Quantum-chemical calculations have been successfully used to complement the experimental X-ray powder diffraction (XRPD) data at several stages of the structure solution process:
- To optimize the molecular geometry in the gas phase to obtain accurate starting molecular structure suitable for structure solution by real space methods. In this stage different levels of theory are applied: molecular mechanics, semi-empirical methods, Hartree-Fock methods, density functional theory (DFT).
- To minimize the energy of crystal structure and provide reasonable bond lengths and angles to input into the Rietveld refinement as chemical restraints. Calculations are performed using plane wave DFT with dispersion correction (DFT-D).
- Because it is difficult to accurately locate the positions of H atoms from the XRPD data, energy optimization provides the most reasonable approach to compute optimal positions for the H atoms as the final step, with unit cell and non-H atomic positions fixed to those established by Rietveld refinement.
- To clarify an ambiguity concerning the orientation of functional group that could not be distinguished on the basis of the XRPD data alone.
- Geometry optimization with DFT-D approach in the solid state has been applied to refine the crystal structure when Rietveld refinement yielded inaccurate molecular geometry, providing results whose accuracy is comparable to that of single-crystal refinement.
- To assess the correctness of experimental organic crystal structures
EXPO2014 provides crystallographers with tools to perform theoretical calculations for the geometry optimization. The first geometry optimization should be done with a faster level of theory, such as molecular mechanics or a semiempirical method. Once a geometry close to the correct geometry has been obtained with this lower level of theory, it is used as the starting geometry for a second optimization at the final, more accurate level of theory (e.g., DFT).

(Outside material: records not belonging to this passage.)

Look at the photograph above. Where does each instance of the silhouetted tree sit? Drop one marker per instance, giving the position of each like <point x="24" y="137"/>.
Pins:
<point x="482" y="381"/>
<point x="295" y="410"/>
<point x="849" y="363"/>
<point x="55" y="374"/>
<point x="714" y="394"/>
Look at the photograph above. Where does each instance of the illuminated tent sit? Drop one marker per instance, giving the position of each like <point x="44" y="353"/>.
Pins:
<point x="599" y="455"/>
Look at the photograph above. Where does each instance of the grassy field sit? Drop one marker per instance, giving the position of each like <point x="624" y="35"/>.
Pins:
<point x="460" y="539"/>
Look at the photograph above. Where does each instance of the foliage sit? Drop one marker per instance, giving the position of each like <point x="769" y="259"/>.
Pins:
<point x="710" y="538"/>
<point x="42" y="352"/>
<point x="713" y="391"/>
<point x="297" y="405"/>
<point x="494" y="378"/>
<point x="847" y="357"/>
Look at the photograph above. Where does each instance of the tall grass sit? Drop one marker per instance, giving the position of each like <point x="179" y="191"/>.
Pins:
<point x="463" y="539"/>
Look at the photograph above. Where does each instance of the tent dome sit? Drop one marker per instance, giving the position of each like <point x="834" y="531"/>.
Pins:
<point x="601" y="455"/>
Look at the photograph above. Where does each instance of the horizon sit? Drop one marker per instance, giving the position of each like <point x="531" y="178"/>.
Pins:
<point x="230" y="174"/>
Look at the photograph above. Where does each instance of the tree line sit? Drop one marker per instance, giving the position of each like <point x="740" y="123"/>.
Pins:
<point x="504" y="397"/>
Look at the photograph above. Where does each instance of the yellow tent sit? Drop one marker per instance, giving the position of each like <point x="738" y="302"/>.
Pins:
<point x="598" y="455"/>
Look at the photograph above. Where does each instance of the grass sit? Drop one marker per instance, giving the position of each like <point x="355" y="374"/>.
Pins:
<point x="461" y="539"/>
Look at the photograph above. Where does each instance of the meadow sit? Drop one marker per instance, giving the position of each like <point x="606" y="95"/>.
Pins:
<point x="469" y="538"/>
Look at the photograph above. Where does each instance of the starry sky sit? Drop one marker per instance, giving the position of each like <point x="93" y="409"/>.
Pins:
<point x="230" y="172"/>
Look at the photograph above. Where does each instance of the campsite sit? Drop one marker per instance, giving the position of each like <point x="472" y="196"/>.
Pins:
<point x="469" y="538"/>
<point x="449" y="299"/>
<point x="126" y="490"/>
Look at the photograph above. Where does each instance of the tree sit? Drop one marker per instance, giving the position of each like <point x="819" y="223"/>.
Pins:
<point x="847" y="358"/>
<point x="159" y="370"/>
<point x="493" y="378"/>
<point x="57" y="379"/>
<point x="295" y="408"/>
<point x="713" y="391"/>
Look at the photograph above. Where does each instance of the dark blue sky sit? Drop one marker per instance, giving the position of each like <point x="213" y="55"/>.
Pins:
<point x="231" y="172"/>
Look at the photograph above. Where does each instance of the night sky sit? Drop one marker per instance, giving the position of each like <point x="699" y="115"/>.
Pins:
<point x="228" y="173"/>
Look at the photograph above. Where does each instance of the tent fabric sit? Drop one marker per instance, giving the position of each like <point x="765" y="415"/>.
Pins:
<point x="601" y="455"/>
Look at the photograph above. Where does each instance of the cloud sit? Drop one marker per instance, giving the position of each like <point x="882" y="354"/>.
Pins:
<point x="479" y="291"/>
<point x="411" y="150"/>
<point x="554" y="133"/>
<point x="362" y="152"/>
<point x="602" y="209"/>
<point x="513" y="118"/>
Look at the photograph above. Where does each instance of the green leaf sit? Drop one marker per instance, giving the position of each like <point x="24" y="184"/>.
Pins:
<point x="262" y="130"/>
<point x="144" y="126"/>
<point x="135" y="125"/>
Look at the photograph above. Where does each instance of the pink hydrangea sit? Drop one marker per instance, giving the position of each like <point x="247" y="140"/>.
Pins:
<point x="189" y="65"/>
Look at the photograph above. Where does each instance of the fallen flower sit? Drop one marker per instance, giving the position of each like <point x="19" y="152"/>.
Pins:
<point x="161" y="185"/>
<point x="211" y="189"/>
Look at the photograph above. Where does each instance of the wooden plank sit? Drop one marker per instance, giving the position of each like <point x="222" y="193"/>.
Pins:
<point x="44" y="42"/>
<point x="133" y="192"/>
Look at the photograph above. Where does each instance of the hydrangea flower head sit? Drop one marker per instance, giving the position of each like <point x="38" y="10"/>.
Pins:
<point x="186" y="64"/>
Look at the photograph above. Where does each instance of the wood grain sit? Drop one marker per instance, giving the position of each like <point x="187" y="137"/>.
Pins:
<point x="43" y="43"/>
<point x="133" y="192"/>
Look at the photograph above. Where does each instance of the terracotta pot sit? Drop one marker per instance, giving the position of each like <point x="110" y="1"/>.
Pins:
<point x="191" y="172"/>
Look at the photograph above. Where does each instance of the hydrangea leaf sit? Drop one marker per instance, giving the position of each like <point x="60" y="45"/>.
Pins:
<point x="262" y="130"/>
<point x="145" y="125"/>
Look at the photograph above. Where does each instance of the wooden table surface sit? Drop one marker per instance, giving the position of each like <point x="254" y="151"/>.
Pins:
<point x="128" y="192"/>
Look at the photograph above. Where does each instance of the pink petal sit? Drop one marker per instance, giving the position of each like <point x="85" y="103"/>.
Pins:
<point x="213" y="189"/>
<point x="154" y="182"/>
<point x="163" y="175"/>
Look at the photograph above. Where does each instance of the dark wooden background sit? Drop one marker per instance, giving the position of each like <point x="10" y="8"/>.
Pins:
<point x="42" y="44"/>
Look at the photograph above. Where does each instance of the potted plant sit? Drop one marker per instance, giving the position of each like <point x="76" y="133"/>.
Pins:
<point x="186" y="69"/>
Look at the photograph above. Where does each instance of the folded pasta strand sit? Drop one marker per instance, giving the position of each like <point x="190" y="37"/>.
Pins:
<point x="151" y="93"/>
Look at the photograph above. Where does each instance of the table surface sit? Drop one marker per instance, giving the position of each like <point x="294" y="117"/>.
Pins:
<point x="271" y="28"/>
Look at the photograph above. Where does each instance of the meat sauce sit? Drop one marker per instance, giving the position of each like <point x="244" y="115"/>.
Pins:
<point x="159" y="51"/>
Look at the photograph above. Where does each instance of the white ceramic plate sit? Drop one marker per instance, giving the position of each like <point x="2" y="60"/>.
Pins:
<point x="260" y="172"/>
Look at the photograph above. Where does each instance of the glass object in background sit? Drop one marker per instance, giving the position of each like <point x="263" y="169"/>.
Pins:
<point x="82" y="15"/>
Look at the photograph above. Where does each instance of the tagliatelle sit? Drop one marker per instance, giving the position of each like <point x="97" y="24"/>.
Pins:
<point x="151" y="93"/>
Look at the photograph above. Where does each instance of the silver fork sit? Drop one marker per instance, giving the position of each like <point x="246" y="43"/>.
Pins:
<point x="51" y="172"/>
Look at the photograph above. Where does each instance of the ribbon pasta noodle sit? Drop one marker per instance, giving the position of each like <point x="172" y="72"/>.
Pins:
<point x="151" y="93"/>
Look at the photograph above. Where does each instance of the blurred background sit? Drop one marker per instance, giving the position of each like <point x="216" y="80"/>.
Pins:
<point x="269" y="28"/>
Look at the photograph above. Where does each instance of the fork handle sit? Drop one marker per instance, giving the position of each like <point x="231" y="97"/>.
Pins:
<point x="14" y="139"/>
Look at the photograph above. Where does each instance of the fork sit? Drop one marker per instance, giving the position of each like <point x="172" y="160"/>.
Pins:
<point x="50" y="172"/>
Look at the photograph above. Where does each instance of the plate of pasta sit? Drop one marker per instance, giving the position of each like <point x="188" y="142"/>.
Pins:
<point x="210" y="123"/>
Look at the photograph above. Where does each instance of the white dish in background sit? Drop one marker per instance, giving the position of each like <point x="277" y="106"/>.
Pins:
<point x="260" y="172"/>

In molecular mechanics (MM), the energy of a compound consists of the sum of simple classical equations and the molecule is described as a collection of balls (corresponding to the atoms) held together by springs (corresponding to the bonds). The molecular mechanics model clearly does not use wave function and electrons are not explicitly included.
The total potential energy is typically taken to be the sum of the bond stretching energy Estr, the bending energy Ebend , the twisting (or torsion) energy Etor, and the energy of interaction between non-bonded atoms Enon-bond. The last contribution includes van der Waals, steric, and electrostatic interactions between atoms not chemically bound.
Etot = Estr + Ebend + Etor + Enon-bond
The equations for the potential energy terms contain parameters. The specified mathematical form of these equations and the parameters in them constitute a particular forcefield, and MM methods are sometimes called forcefield methods. The constants in this equation are obtained either from spectroscopic data or ab initio calculations. Many good force fields have already been developed and they differ in the number of terms in the energy expression, the complexity of those terms, and the way in which the constants were obtained.
To optimize the geometry and find the more stable conformation, each of the forces fi acting on a nucleus by electrons and other nuclei must vanish:
fi = – ∂Etot/∂qi
where qi are the nuclear coordinates of i-th atom.
In EXPO2014 two molecular mechanics force fields are used:
- The Merck molecular force field (MMFF) can be used for organic molecules and biomolecules [1]
- The Universal force field (UFF) is a full periodic table force field. This is widely used for system containing inorganic elements [2]
In EXPO2014 the support for molecular mechanics is provided using the class OBForceField from the library Open Babel [3]
Clicking on Tools > Optimize Geometry > Optimize MMFF94 force field will be applied and in case of failure (e.g. inorganic elements) UFF will be executed. Use Modify> Undo Optimize Geometry to restore the initial molecular geometry.
The geometry optimization can also be applied only on selected atoms:
- click on to activate the selection mode,
- select by mouse atoms to apply the geometry optimization,
- click on Tools > Optimize Geometry > Optimize Selected Atoms.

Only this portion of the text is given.